This article was written by Andrew Meyendorff and originally appeared on the Snowflake Blog here: https://www.snowflake.com/blog/how-infutor-uses-the-placekey-external-function-to-extend-the-power-of-snowflake/
The Snowflake Data Cloud provides the unique ability for anyone to join their own data sets with thousands of live third-party data sets near-instantly, securely, and without moving data. Businesses operating in the Data Cloud gain a huge advantage over their competitors who are stuck in data silos and struggling with stale data sets downloaded from their legacy data providers weeks, months, or years ago.
Consider how it would change your business if you could instantly analyze or enrich your own data with any other live data set you can imagine.
For example, location intelligence is a quickly growing segment in the world of analytics, and there is certainly no shortage of providers with interesting location data, including companies like SafeGraph. Partnering with these providers enables you to add a new dimension to your business’s analytics. However, location data such as coordinates and addresses from different sources can have minor differences despite referring to the same place. Placekey, a third-party address matching and entity resolution API service, solves this challenge by encoding the coordinates and other characteristics of a location into a single identifier. This gives you a simple and effective way to join location data sets together regardless of their source. Best of all, the Placekey API is free, so you can easily use it to enrich your own data or data you get from elsewhere.
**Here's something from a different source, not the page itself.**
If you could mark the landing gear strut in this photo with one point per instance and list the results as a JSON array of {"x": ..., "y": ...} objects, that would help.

Snowflake recently enhanced its platform’s flexibility with the introduction of the External Functions feature, which allows you to securely call third-party applications and custom code from within Snowflake. This feature simplifies accessing API services such as geocoders, your own machine learning models, and complex code that can be written in any language. External Functions allows you to simplify your data pipelines by eliminating the need to export and reimport data when using third-party services.
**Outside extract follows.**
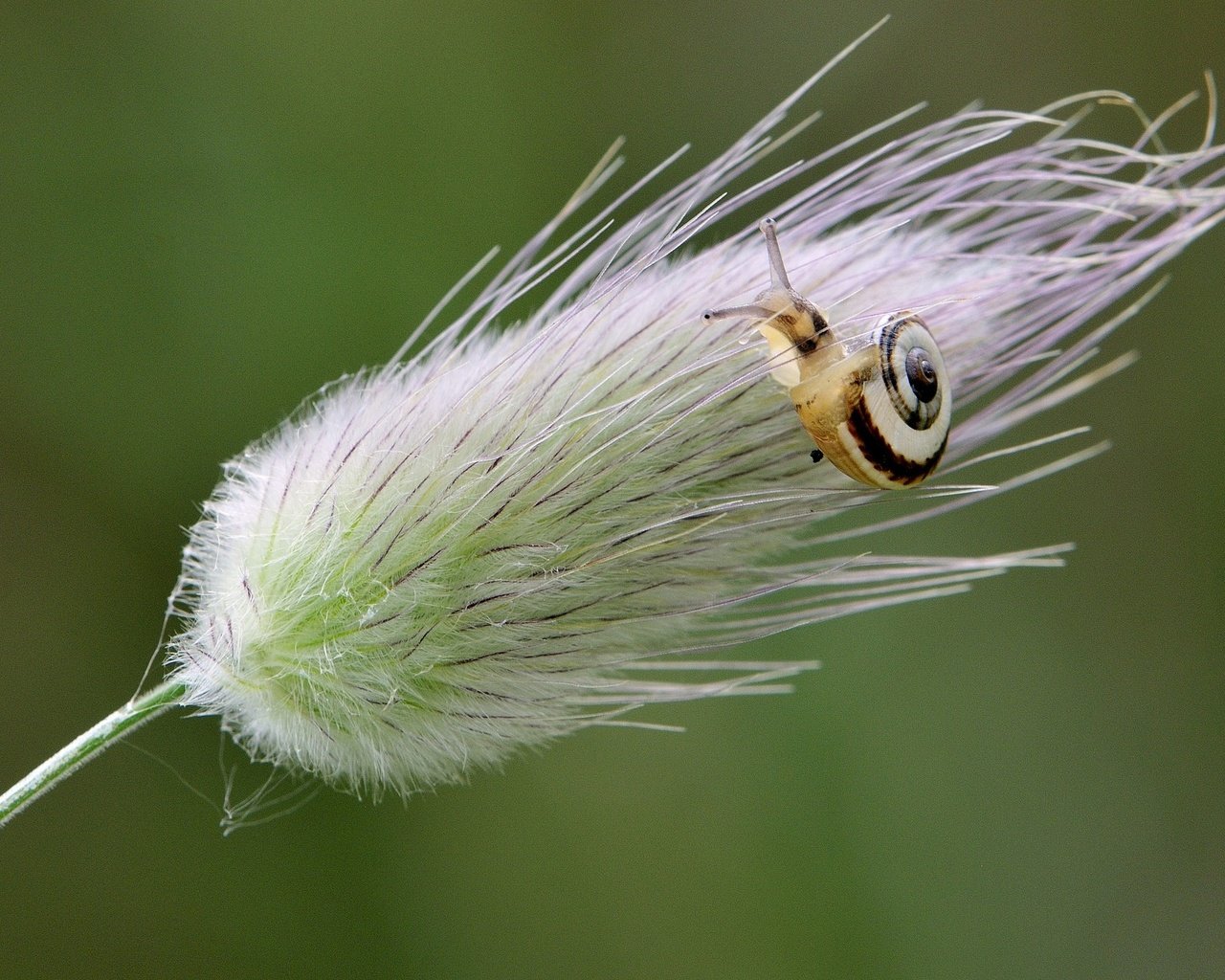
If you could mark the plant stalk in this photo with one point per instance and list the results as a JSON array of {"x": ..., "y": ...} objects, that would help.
[{"x": 87, "y": 745}]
This blog post demonstrates how Infutor, a Snowflake customer and data provider in Snowflake Data Marketplace, leverages Placekey by using the External Functions framework. This use case is an example of how to join disparate data sets in the Data Cloud to derive useful business insights.
USE CASE OVERVIEW
Infutor is an identity resolution service that curates an identity graph containing over 260 million records. An important part of its sales and onboarding process is comparing Infutor’s identity data to data from potential customers to ascertain data coverage and quantify value. One way to accomplish this is by matching the physical addresses in the respective datasets. Since addresses are non standardized, Infutor and potential customers can match their data effectively by using the Placekey API, which assigns a unique identifier to each address and facilitates easy comparison.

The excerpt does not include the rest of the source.